At the age of 23, my sister, who had just graduated from college, got married. Our parents took the news reasonably well; it could have been worse if her husband had made the decision to flee, leaving her in a tough position. Instead, he made a proposal, and the two of them moved in together to begin a genuine family. But now that I’m looking back, I see that maybe it would have been better if he had left her back then—we would be in less trouble now.
They struggle to make ends meet despite renting a relatively small one-bedroom apartment. Prior to starting her maternity leave, my sister and her husband initially succeeded in working and saving money. Our entire family pitched in to aid them during that time.
We didn’t really know his parents, and they were a little aloof. So, the majority of my sister’s financial support came from me and our parents. She happily accepted our assistance. But she revealed that she was expecting again after her first child reached one and a half. Although the timing wasn’t perfect, there was no getting around it. Again, we all had to chip in and lend a hand.

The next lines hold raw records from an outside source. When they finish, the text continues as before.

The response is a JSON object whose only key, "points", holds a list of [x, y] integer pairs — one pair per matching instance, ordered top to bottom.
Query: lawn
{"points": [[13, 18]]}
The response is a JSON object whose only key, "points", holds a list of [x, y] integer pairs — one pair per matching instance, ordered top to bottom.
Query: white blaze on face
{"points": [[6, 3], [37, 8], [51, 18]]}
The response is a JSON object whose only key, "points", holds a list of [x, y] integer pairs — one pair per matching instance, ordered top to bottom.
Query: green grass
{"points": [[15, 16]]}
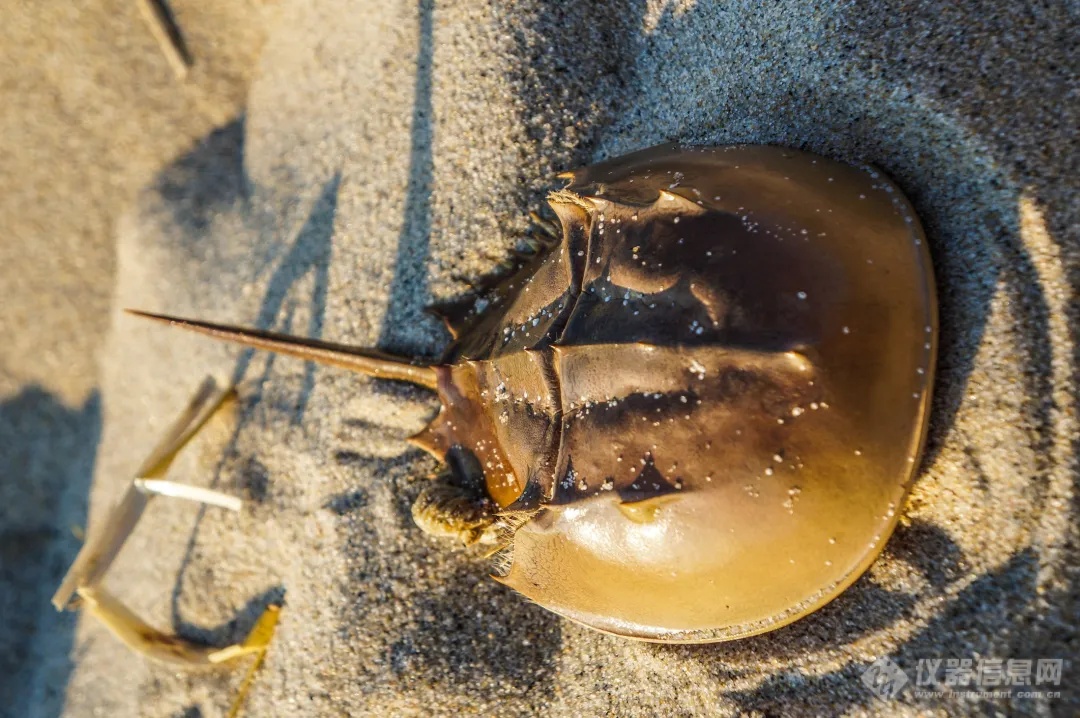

Her husband began missing workdays and whining that he was too exhausted to work. I made the decision to talk to my sister in depth. After all, we’re all adults and we ought to be aware of the difficulties our parents are already facing. They cover my sister’s rent, and I frequently buy groceries for my nieces and nephews to prevent them from going without food.I remarked that if they can’t support them, perhaps it’s time to stop having more kids. We’ll have as many children as God gives us, my sister remarked, looking down at me.
We learned that she was expecting her third child six months later. I’m at a loss on what to do now. In the hopes that her spouse will begin making genuine efforts to provide for a large family, I’m thinking about completely ceasing my financial assistance.